最後、珠様が、帽子をとると、アーラ不思議、女でした! ・・・・・・・というかニューハーフでした、っていうオチは 、完全に単なる趣味やろダイスケせんせー。
■ライキンドクーン 傷
響きのいい単語。
リカちゃん人形みたいなキュートなさくらちゃんの白いミニドレスのお衣装、妃海風ちゃんのディナーショーで聖子ちゃん歌ったときの白ドレスに似てる。(帯をピンクにしたのかな?) めちゃくちゃかわいいです。
ディスコへ行く? れいことさくらちゃん、「真っ赤な太陽」のようなGS(グループサウンズ) 風のビート、エレキギターのレトロなサウンドが、れいこちゃんのどっしりした歌によくあってた。
おだちん/さくらちゃんカップルverもわけのわからん安定感を醸し出す。
高校のプロムのようなタキシード、カマーバンド、スカーフの正装で、男役達と娘役達が舞台上で交差して走ってくのはちょっとWSSのダンスシーンを思わせるテンポ感があって美しい。
ゲイクラブでゲイボーイ・ありちゃんとらぶらぶの球様が、乱入してきたさくらちゃんに一目ぼれ。
・・って、それはないやろ。
ゲイボーイと付き合う人は、あんなキュートな女子にいまさら惚れたりしないあるよ。
逆ならある。
かわいい普通の女子とつきあってた男の人が、ゲイボーイに落ちてしまう、というパターンならわかるよ?
なんたって、ここのありちゃんがすごいセクシー。
ベビーフェイスの女の子のかわいさと、男役のダイナマイトバデイの合わせ技で、そら惚れるわ、という風情。
れいこ(おだちん)、さくらちゃん取られちゃったからじゃあありちゃんに・・・と寄ってくと、見事蹴りを入れられる、というオチまでつく。
珠様も、ありちゃんに打たれて無事死亡。
教訓: タイで浮気はするな (ちがう)
■18場:タドーバイ (永久)
シンギングボウルだろうか、暗闇の中に響きわたる神秘的な低音の鐘の音が、厳かな雰囲気へと誘う。

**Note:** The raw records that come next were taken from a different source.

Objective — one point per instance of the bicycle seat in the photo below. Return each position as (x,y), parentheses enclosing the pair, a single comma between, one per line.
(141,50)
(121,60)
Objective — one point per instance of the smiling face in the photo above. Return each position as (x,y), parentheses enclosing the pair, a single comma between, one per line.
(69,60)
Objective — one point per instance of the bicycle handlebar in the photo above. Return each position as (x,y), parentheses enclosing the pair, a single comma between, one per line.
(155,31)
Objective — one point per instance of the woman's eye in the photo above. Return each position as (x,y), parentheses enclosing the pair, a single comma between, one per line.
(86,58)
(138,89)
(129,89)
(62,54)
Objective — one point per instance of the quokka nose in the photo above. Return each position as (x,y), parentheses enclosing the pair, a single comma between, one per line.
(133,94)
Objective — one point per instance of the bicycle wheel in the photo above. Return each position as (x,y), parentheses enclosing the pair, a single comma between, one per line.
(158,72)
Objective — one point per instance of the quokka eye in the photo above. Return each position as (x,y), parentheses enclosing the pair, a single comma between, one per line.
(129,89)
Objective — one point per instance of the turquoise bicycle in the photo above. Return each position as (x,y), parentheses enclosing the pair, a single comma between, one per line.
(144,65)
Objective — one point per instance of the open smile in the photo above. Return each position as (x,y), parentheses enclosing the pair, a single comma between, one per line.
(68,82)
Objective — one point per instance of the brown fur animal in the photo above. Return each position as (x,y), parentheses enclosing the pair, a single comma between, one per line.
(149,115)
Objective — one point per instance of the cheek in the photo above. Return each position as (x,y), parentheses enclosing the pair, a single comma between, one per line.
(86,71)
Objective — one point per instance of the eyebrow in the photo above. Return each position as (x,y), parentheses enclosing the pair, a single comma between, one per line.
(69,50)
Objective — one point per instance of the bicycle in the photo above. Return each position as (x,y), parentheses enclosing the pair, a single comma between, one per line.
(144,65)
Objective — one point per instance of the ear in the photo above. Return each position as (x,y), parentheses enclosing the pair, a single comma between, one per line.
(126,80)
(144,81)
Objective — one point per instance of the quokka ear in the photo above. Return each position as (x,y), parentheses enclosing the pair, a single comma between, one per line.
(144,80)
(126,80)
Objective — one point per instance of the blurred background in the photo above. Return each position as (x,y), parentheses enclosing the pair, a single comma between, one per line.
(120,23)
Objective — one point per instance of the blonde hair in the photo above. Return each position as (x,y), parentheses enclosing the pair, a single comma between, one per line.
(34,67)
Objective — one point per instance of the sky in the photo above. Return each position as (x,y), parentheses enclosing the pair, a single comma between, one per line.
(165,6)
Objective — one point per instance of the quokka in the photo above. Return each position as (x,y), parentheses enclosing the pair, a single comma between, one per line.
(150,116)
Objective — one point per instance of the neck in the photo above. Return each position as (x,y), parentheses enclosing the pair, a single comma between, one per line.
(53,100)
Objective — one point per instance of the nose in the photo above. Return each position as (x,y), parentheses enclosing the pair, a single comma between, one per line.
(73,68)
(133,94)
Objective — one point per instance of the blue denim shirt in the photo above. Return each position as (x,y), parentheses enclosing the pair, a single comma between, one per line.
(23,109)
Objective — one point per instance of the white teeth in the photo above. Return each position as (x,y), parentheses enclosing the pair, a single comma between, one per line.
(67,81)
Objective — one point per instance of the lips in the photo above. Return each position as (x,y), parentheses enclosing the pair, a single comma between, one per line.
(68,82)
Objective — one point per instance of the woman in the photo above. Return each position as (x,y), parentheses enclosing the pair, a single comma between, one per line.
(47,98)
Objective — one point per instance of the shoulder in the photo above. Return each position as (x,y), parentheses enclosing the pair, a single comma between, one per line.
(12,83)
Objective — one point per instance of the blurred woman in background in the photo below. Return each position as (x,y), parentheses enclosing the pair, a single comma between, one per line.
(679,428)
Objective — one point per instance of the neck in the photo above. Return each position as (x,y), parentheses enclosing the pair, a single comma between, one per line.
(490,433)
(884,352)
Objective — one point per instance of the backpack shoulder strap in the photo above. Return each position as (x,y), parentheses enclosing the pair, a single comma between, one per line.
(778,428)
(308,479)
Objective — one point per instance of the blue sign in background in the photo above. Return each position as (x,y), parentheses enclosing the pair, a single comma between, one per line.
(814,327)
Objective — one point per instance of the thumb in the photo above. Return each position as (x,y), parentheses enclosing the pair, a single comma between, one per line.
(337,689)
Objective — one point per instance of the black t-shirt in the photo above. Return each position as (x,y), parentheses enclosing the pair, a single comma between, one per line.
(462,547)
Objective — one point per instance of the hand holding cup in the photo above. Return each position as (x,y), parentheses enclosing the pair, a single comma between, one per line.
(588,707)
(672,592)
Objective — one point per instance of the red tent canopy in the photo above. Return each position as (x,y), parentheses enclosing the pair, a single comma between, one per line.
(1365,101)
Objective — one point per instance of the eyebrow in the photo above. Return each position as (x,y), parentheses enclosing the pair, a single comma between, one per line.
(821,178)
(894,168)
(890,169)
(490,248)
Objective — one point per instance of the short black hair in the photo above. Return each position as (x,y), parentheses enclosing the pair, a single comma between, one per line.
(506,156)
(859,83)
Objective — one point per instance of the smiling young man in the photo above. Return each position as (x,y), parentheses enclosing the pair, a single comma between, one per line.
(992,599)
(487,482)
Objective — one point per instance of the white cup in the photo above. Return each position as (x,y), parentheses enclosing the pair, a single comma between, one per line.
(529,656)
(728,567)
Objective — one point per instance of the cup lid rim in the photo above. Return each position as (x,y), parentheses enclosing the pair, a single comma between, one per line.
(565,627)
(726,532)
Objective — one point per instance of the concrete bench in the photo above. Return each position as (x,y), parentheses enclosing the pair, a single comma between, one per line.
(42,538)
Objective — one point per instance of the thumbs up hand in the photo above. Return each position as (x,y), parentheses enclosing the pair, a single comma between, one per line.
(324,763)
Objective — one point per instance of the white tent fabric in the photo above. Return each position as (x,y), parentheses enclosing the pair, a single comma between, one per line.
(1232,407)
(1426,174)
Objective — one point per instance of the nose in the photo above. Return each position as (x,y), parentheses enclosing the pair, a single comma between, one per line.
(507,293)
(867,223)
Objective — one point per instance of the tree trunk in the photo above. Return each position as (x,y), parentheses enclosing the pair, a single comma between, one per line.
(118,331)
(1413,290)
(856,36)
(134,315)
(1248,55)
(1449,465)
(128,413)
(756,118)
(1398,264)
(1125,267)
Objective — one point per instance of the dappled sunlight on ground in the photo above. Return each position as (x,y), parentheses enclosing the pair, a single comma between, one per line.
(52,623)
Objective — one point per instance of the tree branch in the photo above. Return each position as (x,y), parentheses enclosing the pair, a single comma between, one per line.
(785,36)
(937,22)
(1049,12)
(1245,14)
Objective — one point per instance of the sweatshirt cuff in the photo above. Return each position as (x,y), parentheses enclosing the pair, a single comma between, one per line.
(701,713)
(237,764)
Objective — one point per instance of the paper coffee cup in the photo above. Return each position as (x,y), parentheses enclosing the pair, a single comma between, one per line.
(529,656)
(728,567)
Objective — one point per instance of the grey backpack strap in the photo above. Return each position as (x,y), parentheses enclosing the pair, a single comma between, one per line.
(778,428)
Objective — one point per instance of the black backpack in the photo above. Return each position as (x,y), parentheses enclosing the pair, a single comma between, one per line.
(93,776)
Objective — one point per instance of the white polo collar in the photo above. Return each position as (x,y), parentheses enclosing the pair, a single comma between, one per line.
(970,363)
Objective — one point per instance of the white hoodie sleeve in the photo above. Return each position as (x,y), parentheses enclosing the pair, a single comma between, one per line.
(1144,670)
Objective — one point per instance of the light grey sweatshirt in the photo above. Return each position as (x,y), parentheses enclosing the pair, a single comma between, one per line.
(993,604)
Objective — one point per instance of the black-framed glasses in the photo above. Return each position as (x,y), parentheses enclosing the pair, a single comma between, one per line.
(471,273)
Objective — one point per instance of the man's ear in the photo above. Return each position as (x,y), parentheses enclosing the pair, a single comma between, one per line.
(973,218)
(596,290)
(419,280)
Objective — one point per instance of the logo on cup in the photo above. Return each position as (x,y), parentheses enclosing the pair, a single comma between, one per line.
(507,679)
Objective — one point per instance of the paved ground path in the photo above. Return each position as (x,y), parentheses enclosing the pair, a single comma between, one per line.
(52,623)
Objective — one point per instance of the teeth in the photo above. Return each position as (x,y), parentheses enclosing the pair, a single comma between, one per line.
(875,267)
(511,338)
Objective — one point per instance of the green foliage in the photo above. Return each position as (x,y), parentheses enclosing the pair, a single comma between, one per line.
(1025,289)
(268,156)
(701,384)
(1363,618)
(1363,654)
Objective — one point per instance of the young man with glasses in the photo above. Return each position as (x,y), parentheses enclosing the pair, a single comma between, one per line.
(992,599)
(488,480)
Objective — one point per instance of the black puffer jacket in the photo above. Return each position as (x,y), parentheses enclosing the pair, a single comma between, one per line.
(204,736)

美弥ちゃんの甘美なタイ語の祈りと退団者の方たちのダンスから、世界は金色に変わり、たま様エメラルド大仏、祈りによって復活。
何度も言ってるけど、宝塚の金色の引き出し半端ない。
これ以上はないやろ!! と毎回思うけど、結局今回も王家を凌ぐキンキラキンっぷり。
視野が全部金色で埋め尽くされとる。まさしく、ビカッ! ビカッ!ビカッ!とまばゆいばかりの金色。
あまりのまぶしさに一瞬眼をつぶったら、残像まで金色・・・
涅槃らしいけど、あたしこんな落ち着かない天国嫌だ。
■別れの歌手 マカプジャ 万仏祭 ~ 男役大階段
ピアノの調べに乗せて、燕尾姿の美弥ちゃんの銀橋わたり。
正統派の男役姿の端正な美しさに、改めて息を呑む。
美弥ちゃんはうんと濃く作った役は言うまでもなく、すべてをそぎ落としたときに余計にむきだしの清冽な色気が出てくるからたじろいでしまう。
ポート写真とか、役ではないけれど、パソブではるこさんをゲストに、書生と女学生の恋、伯爵夫人となったかつての恋人への惜別の思いを撮ったシーンはあまりに切実な美しさが溢れてて、今見ても苦しくなるほど。
歌詞の、「ひとつの小さな星が眼ざめ」、「温かく包む月の光」、「語り合った日の夢」と、優しい詩がせつなく、美しい。
ひとつひとつ丁寧に、客席を見渡しながら歌いかける美弥ちゃんの指先、燕尾の先まで行き届いた男役の美、見届けました。
■デュエットダンス。
曲がロマンティックな「王様と私」の「I have dreamed」 (なんていい選曲)
階段に腰掛けて、がっと足を開き 、「おいで」の珠様& ピンクのお衣装でてこてこと階段に走っていくさくらちゃんがかわいい。
ここも、タイ舞踏のサインが出てきていて、両手を胸の前に合わせるのは愛してる、さくらちゃんが片手に頬をあてて、顔をそらして体をよじるのは恥じらいのポーズ。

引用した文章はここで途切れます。